日本中、どの学校にも必ずある「とび箱」。日本で学校教育を受けた人にとっては、体育の授業で使ったことのある馴染み深い器具だ。とび箱とは、木枠を重ねて高さを調節する器械体操の道具。約100年前、スウェーデンから紹介された後、児童の健康増進のため、学校教育に取り入れられた。
 とび方の基本は「開脚とび」だ。まず助走で勢いをつけ跳躍板で踏み切り、斜め上方に大きくとび上がる。上面に手をつき、体を前に移動させながら、左右に大きく足を開いて箱をとび越える。無事、マットの上に着地できたら成功だ。
 「筋力向上のほか、姿勢を整えてバランスをとるなどの体の調整力を高める効果があります。球技のようなゲーム性はありませんが、生徒たちには、目の前の障害を克服する喜びを感じてほしい」と、小学校で指導に当たる先生は話す。
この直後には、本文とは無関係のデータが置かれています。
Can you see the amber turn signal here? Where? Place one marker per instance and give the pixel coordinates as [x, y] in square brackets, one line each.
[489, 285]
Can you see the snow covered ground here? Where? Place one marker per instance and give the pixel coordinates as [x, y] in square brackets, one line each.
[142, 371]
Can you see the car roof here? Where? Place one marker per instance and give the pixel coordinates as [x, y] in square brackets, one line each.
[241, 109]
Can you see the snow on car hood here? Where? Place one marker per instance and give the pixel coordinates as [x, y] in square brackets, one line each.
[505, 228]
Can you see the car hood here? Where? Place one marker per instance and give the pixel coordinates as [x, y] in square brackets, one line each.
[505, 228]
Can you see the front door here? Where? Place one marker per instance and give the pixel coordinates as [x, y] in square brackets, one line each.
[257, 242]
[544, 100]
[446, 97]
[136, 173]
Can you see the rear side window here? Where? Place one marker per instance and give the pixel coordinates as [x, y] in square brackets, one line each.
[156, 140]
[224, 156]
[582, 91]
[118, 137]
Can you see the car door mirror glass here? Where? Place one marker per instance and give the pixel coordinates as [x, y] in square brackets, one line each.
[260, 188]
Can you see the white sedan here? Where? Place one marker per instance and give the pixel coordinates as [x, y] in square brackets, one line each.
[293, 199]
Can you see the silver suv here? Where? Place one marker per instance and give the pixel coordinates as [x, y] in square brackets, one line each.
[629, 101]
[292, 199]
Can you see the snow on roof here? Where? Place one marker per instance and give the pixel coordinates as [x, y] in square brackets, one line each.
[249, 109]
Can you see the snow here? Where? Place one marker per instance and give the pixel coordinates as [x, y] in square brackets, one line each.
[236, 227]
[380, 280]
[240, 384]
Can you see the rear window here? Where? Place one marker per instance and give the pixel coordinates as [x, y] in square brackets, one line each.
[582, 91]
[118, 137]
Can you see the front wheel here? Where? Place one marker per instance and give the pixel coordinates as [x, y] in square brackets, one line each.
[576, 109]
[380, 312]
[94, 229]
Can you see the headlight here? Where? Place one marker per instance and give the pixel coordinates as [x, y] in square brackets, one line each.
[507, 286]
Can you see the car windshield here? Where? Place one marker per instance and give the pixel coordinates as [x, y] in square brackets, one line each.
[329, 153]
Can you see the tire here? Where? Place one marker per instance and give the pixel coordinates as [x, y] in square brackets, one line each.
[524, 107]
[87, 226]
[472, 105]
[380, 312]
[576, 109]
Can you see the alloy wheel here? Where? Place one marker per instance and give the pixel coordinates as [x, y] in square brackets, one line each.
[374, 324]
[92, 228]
 学校以外では、ほとんど目にすることのなかったとび箱だが、最近、あるテレビ番組の「とび箱」コーナーが人気を集めている。誰が一番高くとべるのか、という内容だが、その高さと出場者が尋常ではない。電話ボックスをはるかにしのぐ3mもの高さのとび箱を、体操競技や走り高とびの選手、それに野球やバスケットボールのプロ選手たちが競い合う。勝負はまさに真剣そのもので、見ているほうもつい力が入ってしまう。
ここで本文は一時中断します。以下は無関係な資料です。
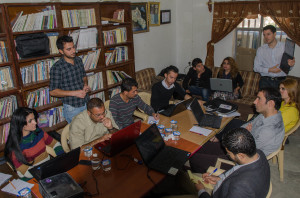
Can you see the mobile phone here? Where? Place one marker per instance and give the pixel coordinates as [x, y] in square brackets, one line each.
[85, 162]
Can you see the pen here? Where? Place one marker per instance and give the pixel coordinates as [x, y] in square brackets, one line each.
[213, 172]
[12, 185]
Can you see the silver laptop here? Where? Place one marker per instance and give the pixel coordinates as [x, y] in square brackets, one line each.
[220, 84]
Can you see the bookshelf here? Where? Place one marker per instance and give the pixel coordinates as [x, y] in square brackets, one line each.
[30, 76]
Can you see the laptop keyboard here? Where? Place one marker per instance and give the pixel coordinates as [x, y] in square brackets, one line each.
[211, 121]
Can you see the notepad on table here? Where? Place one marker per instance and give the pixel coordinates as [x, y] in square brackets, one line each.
[15, 186]
[200, 130]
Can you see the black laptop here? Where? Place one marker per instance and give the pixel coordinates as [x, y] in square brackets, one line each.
[59, 164]
[156, 155]
[205, 120]
[288, 54]
[174, 109]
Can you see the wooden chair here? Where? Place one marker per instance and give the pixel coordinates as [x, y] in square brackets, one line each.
[279, 154]
[218, 165]
[65, 136]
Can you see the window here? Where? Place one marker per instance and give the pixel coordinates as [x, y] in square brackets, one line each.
[249, 37]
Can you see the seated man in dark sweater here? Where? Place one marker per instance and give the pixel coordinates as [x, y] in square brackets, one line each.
[123, 105]
[164, 90]
[197, 80]
[250, 177]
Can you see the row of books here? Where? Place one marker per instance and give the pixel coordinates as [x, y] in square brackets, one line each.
[119, 14]
[36, 21]
[78, 18]
[4, 131]
[5, 78]
[84, 38]
[3, 53]
[37, 71]
[7, 106]
[95, 81]
[115, 55]
[114, 91]
[51, 117]
[39, 98]
[90, 59]
[115, 76]
[99, 95]
[118, 35]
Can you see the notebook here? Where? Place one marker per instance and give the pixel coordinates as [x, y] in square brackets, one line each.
[288, 54]
[120, 140]
[59, 164]
[156, 155]
[220, 84]
[174, 109]
[205, 120]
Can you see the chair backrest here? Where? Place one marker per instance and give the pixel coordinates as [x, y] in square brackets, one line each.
[65, 136]
[289, 132]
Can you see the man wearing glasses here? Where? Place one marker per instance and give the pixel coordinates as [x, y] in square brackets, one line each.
[92, 126]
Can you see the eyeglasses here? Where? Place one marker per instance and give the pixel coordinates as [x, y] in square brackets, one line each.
[100, 114]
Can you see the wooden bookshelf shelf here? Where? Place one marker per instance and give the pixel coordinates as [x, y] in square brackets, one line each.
[37, 31]
[9, 14]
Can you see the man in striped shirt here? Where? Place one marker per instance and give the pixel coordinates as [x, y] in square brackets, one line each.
[125, 103]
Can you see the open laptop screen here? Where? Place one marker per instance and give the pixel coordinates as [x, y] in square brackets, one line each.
[150, 143]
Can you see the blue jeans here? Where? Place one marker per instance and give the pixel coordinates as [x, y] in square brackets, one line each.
[70, 111]
[200, 91]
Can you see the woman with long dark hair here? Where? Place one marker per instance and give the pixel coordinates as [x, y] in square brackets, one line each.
[26, 142]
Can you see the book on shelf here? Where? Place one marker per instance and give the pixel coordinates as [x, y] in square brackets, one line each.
[53, 36]
[114, 91]
[7, 106]
[115, 76]
[4, 131]
[3, 52]
[5, 78]
[99, 95]
[119, 14]
[78, 18]
[95, 81]
[115, 55]
[39, 98]
[37, 71]
[115, 36]
[84, 38]
[35, 21]
[51, 117]
[90, 59]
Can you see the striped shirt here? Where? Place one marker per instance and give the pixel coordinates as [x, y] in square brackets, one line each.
[33, 147]
[122, 112]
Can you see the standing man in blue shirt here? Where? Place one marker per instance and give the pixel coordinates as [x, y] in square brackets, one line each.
[268, 58]
[68, 79]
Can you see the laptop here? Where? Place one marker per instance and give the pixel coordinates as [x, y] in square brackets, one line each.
[174, 109]
[205, 120]
[120, 140]
[288, 54]
[57, 165]
[221, 84]
[156, 155]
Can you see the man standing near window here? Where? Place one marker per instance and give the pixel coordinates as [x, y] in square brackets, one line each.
[68, 79]
[268, 58]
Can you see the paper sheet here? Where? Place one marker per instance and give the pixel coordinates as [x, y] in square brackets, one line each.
[196, 178]
[19, 184]
[200, 130]
[4, 178]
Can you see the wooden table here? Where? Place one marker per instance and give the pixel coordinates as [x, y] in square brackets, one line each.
[186, 120]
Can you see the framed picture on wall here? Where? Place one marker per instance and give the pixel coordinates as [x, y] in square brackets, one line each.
[165, 16]
[154, 12]
[139, 14]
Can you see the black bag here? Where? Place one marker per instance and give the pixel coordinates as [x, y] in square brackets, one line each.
[32, 45]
 この番組をきっかけに、とび箱は多くの人に注目されるようになった。その理由は単純な驚きや爽快感とは別に、誰もが体験した道具だったことにもある。日本人にとってとび箱は、大人から子どもまでみんなの“共通体験”。いつかオリンピックで、“TOBIBAKO”が競技に採用されるかもしれない!?